怖いけど おもろーだったから コピペします   

これは今から13年前に起きた出来事です。

今ではあれが何だったのか、分かりません。

幽霊であれば良いと願っています。

当時私は上京してきたばかりで右も左も分からない状態でした。

祖父からもらったぼろぼろの東京マップを手に、見知らぬ都会を彷徨いました。

上京の理由は出稼ぎです。

地方で職にあぶれていた私は遠い親戚を頼って来たのでした。

「職は知らんが住む場所なら安く提供してやろう」

叔父にあたる其の人は電話でしか話したことも無く、まったくもって不安でした。

普通なら不慣れな土地です。

迎えに来てくれてもよさそうなものだと思いませんか?

しかし今になって思えば、あの時の不安な気持ちは虫の知らせだったのかもしれません。

目的のアパートに着いた時は日が暮れかかっていました。

そこにはおばさんが立っていました。

「ようこそおいでました。お疲れでしょう。案内します」

私は案内されるがまま、その薄暗いアパートへと入って行きました。

入り組んだ場所に建っているだけでなく、建物自体がさらに奥まったところへ伸びている為か私はなにか、いいしれぬ圧迫感を感じました。

実際、日は暮れかかってましたが、まるで暗い洞窟に入っていくような錯覚すら感じました。

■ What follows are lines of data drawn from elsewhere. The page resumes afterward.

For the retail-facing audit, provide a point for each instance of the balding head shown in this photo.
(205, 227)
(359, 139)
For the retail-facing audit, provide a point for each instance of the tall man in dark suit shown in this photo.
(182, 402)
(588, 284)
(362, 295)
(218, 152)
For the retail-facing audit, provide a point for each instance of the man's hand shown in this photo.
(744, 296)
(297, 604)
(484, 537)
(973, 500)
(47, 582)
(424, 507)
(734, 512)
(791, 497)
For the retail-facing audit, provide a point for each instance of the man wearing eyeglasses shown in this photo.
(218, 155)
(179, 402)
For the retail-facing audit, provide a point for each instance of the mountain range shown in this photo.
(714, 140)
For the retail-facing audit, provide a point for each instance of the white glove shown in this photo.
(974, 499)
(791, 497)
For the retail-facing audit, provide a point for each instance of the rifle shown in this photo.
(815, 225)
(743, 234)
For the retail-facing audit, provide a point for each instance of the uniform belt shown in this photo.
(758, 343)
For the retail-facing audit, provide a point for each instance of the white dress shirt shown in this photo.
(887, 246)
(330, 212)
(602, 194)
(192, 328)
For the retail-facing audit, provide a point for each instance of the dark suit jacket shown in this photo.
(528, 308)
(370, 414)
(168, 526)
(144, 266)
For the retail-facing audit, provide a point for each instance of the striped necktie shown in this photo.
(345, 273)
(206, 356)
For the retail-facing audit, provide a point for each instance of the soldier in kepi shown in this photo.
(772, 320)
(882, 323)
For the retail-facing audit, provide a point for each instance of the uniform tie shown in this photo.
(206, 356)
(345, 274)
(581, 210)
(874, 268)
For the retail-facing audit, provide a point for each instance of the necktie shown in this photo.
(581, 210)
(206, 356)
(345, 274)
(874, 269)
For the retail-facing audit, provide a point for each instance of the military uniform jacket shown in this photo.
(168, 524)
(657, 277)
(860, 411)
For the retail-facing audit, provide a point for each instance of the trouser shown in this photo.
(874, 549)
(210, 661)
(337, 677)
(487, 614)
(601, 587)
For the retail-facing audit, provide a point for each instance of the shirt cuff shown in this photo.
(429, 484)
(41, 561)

小さなおばさんの背に止まっている蜂が妙に恐ろしく、私は荷物を握り締め

「いやー、東京は始めてなので、人がおおくって」

と声を大きめに言いました。

するとおばさんは振り向いて

「静かに!!」

と怒鳴りました。

私はその時そのおばさんが、女装したおじさんだと分かりました。

咄嗟の怒鳴り声が男の声だったのです。

私は意気消沈し、その時は都会の恐ろしさを感じました。

今となってはそこが異常なところであったと自覚しています。

部屋は割と広く血なま臭いのを除けば、文句の言いようが無かった。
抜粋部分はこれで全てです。